The Importance of Social Support for Multidrug-Resistant TB Patients in Bangladesh
The Importance of Social Support for Multidrug-Resistant TB Patients in Bangladesh
Bangladesh is a global hotspot for TB, and the country’s government and its partners are hard at work to find and treat missing cases of TB and prevent the spread of multidrug-resistant TB (MDR-TB). The available treatment for MDR-TB is expensive, lengthy, and complex, and the disease is often considered a death sentence. At the start of the USAID-funded Challenge TB (CTB) project in 2015, nearly 900 of the approximately 210,000 Bangladeshis diagnosed with TB were found to have MDR-TB.
Bangladeshi garment factories—where people work closely together and ventilation is often poor—provide textbook conditions for the spread of TB. With support from CTB, the National TB Control Program began organizing TB clinics near clusters of clothing factories to better reach workers with TB education and free screening programs. They also contacted supervisors to explain that, according to national law, no one should lose their job while being treated for TB.

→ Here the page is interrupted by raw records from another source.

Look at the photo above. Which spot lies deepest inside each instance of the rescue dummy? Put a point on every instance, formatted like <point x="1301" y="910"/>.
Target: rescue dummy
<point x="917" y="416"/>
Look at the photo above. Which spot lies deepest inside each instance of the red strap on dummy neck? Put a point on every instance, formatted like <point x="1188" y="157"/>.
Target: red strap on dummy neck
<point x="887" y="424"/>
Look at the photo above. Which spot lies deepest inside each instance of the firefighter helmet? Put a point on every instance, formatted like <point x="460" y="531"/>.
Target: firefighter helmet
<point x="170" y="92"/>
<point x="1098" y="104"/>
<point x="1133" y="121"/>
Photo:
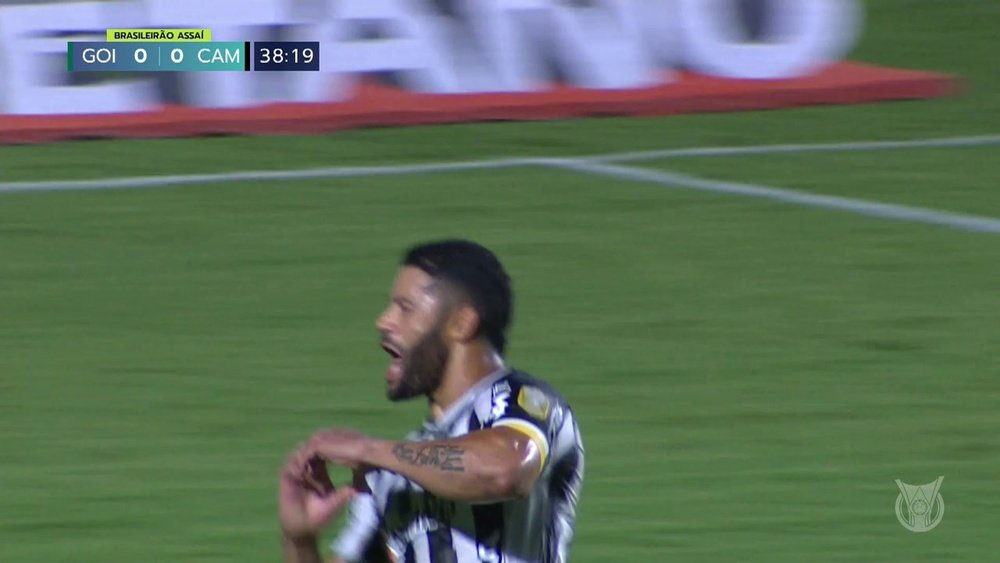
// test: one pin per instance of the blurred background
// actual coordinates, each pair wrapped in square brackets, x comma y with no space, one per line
[752,375]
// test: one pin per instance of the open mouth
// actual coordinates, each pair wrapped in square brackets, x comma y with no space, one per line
[395,370]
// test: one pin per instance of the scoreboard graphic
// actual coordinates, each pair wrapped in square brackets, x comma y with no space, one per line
[174,50]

Two years after his father died, Mohammed Rasel left his village to work in a Dhaka garment factory. At just 14, he was proud of being able to support his family, but six years later he began to feel weak, lost his appetite, and developed a bad cough that only seemed to get worse.
At first, the fact that he had TB was missed, but when he didn’t get better his sputum was tested and TB was confirmed. He received six months of directly observed treatment (DOT) from the Upazilla Health Complex, after which he was pronounced TB free.

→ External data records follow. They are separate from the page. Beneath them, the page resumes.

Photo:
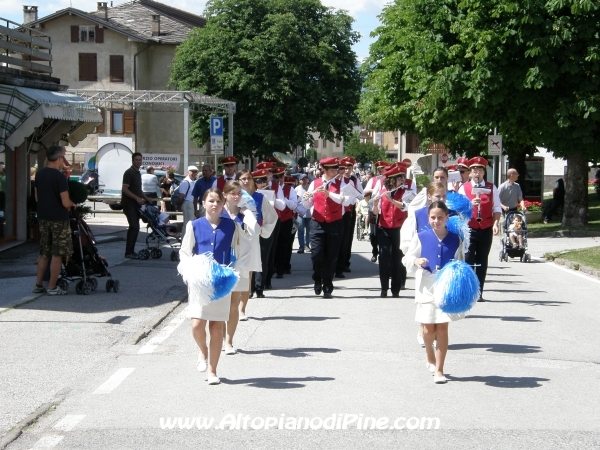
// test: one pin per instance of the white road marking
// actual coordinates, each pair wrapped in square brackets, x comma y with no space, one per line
[68,422]
[48,441]
[114,381]
[575,272]
[167,331]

But three months later the symptoms came back, and he was diagnosed with a form of TB that is resistant to first-line drugs. He spent seven months in the MDR-TB ward of the Pabna Chest Disease Hospital. His treatment was free, but he worried about how his family would survive while he was not able to work.

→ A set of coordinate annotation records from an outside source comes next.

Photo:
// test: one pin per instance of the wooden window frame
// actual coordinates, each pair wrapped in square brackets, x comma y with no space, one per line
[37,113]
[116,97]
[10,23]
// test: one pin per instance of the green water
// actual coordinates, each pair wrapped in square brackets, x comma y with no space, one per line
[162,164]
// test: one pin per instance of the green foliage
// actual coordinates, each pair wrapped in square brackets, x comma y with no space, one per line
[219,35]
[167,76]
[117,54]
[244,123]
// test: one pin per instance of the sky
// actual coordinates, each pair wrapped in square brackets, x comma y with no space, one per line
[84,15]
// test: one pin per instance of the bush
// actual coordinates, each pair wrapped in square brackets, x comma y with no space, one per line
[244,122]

To ease the financial burden on Rasel and other patients who cannot work and make it more likely that they will complete treatment, CTB supports the Department of Social Services to provide social support. The most tangible part of this support is a stipend sent by mobile money to the patient’s phone. This stipend can be used to cover the cost of additional medicines like vitamins and anti-vomiting drugs, reimburse travel costs, buy food, etc.
Rasel faces at least 13 more months of MDR-TB treatment at home provided by a community DOT provider. If a patient is receiving DOT in their community, their DOT provider also receives a small financial incentive to visit his or her patients every day. In this way, the disease’s deadly transmission cycle is being gradually broken.
After a few more months of treatment, Rasel was able to start working again. He is grateful for both the free treatment and the social support, especially the stipend to support his family. “It would not have been possible for me to have continued the treatment without the financial support,” he says. With the help of his DOT provider, Rasel talked to his co-workers and explained his disease. He assured them that they are not at risk and they understand the situation and have all been very supportive of Rasel and his recovery.